Palindrome Permutation

Problem

Palindrome Permutation: Given a string, write a function to check if it is a permutation of a palindrome. A palindrome is a word or phrase that is the same forwards and backwards. A permutation is a rearrangement of letters. The palindrome does not need to be limited to just dictionary words.

EXAMPLE

Input: Tact Coa

Output: True (permutations: “taco cat’; “atco eta·; etc.)

Approach

One simple approach is using the hashmap built-in in Java. And you should not generate all the permutations of the string because it is very inefficient. You see in the output every digits must be the even number except there is only one odd number, don’t count space if it is irrevalent.

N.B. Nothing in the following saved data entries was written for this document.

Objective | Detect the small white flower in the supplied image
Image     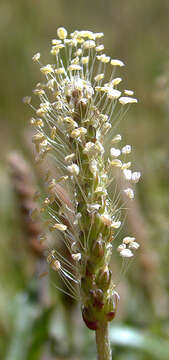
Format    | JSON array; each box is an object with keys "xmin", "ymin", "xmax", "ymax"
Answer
[
  {"xmin": 33, "ymin": 88, "xmax": 45, "ymax": 96},
  {"xmin": 71, "ymin": 127, "xmax": 87, "ymax": 139},
  {"xmin": 111, "ymin": 221, "xmax": 121, "ymax": 229},
  {"xmin": 107, "ymin": 89, "xmax": 121, "ymax": 99},
  {"xmin": 77, "ymin": 30, "xmax": 95, "ymax": 40},
  {"xmin": 123, "ymin": 169, "xmax": 132, "ymax": 181},
  {"xmin": 32, "ymin": 52, "xmax": 40, "ymax": 62},
  {"xmin": 40, "ymin": 64, "xmax": 54, "ymax": 74},
  {"xmin": 129, "ymin": 241, "xmax": 140, "ymax": 250},
  {"xmin": 52, "ymin": 39, "xmax": 62, "ymax": 45},
  {"xmin": 71, "ymin": 56, "xmax": 80, "ymax": 65},
  {"xmin": 119, "ymin": 97, "xmax": 138, "ymax": 105},
  {"xmin": 117, "ymin": 244, "xmax": 126, "ymax": 252},
  {"xmin": 72, "ymin": 253, "xmax": 82, "ymax": 261},
  {"xmin": 52, "ymin": 43, "xmax": 65, "ymax": 50},
  {"xmin": 50, "ymin": 46, "xmax": 60, "ymax": 56},
  {"xmin": 94, "ymin": 73, "xmax": 104, "ymax": 81},
  {"xmin": 67, "ymin": 164, "xmax": 80, "ymax": 176},
  {"xmin": 75, "ymin": 48, "xmax": 82, "ymax": 56},
  {"xmin": 64, "ymin": 117, "xmax": 78, "ymax": 129},
  {"xmin": 123, "ymin": 236, "xmax": 135, "ymax": 244},
  {"xmin": 79, "ymin": 127, "xmax": 88, "ymax": 136},
  {"xmin": 89, "ymin": 159, "xmax": 98, "ymax": 177},
  {"xmin": 111, "ymin": 77, "xmax": 122, "ymax": 86},
  {"xmin": 111, "ymin": 59, "xmax": 125, "ymax": 67},
  {"xmin": 95, "ymin": 141, "xmax": 105, "ymax": 155},
  {"xmin": 131, "ymin": 171, "xmax": 141, "ymax": 183},
  {"xmin": 73, "ymin": 212, "xmax": 82, "ymax": 225},
  {"xmin": 110, "ymin": 147, "xmax": 121, "ymax": 157},
  {"xmin": 112, "ymin": 134, "xmax": 122, "ymax": 143},
  {"xmin": 95, "ymin": 86, "xmax": 102, "ymax": 92},
  {"xmin": 110, "ymin": 159, "xmax": 122, "ymax": 168},
  {"xmin": 87, "ymin": 203, "xmax": 101, "ymax": 212},
  {"xmin": 68, "ymin": 64, "xmax": 82, "ymax": 71},
  {"xmin": 100, "ymin": 214, "xmax": 112, "ymax": 226},
  {"xmin": 71, "ymin": 241, "xmax": 78, "ymax": 252},
  {"xmin": 83, "ymin": 142, "xmax": 95, "ymax": 155},
  {"xmin": 23, "ymin": 96, "xmax": 31, "ymax": 104},
  {"xmin": 96, "ymin": 44, "xmax": 104, "ymax": 52},
  {"xmin": 120, "ymin": 249, "xmax": 133, "ymax": 258},
  {"xmin": 124, "ymin": 188, "xmax": 134, "ymax": 199},
  {"xmin": 50, "ymin": 224, "xmax": 67, "ymax": 231},
  {"xmin": 55, "ymin": 67, "xmax": 65, "ymax": 74},
  {"xmin": 64, "ymin": 38, "xmax": 77, "ymax": 47},
  {"xmin": 95, "ymin": 32, "xmax": 104, "ymax": 39},
  {"xmin": 95, "ymin": 187, "xmax": 107, "ymax": 196},
  {"xmin": 102, "ymin": 122, "xmax": 111, "ymax": 135},
  {"xmin": 57, "ymin": 27, "xmax": 68, "ymax": 40},
  {"xmin": 121, "ymin": 162, "xmax": 131, "ymax": 169},
  {"xmin": 81, "ymin": 56, "xmax": 89, "ymax": 64},
  {"xmin": 97, "ymin": 54, "xmax": 110, "ymax": 63},
  {"xmin": 122, "ymin": 145, "xmax": 131, "ymax": 154},
  {"xmin": 51, "ymin": 260, "xmax": 61, "ymax": 271},
  {"xmin": 124, "ymin": 89, "xmax": 134, "ymax": 96},
  {"xmin": 64, "ymin": 153, "xmax": 75, "ymax": 163},
  {"xmin": 83, "ymin": 40, "xmax": 96, "ymax": 49}
]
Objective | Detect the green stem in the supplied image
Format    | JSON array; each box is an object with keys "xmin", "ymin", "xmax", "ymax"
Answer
[{"xmin": 95, "ymin": 322, "xmax": 112, "ymax": 360}]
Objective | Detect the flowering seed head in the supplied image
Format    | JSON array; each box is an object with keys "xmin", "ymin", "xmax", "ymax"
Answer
[{"xmin": 26, "ymin": 27, "xmax": 141, "ymax": 329}]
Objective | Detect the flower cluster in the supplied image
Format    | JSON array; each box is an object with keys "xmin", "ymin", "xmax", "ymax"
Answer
[{"xmin": 24, "ymin": 27, "xmax": 140, "ymax": 330}]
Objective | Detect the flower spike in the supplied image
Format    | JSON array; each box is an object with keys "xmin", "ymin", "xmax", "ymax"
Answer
[{"xmin": 25, "ymin": 27, "xmax": 140, "ymax": 359}]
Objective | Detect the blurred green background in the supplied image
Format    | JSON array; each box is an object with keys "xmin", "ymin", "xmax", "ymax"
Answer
[{"xmin": 1, "ymin": 0, "xmax": 169, "ymax": 359}]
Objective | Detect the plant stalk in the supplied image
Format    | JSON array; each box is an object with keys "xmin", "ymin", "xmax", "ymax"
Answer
[{"xmin": 95, "ymin": 322, "xmax": 112, "ymax": 360}]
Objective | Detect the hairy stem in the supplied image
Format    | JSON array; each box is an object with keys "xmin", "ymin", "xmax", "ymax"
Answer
[{"xmin": 95, "ymin": 322, "xmax": 112, "ymax": 360}]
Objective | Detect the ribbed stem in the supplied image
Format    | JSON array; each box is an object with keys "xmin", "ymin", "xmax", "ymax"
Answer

Let’s see with original String: Tact Coa

-1 // We don't count this one
a-2
c-2
t-2
o-1

Implementation

boolean isPermutationOfPalindrome(String str) {
    HashMap<Character, Integer> map = new HashMap<>();
    char[] arr = str.toCharArray();
    for (int i = 0; i < arr.length; i++) {
        map.put(arr[i], map.getOrDefault(arr[i], 0) + 1);
    }

    boolean foundOdd = false;
    for (char key : map.keySet()) {
        if (key != ' ' && map.get(key) % 2 == 1) {
            if (foundOdd) return false;
            foundOdd = true;
        }
    }

    return true;
}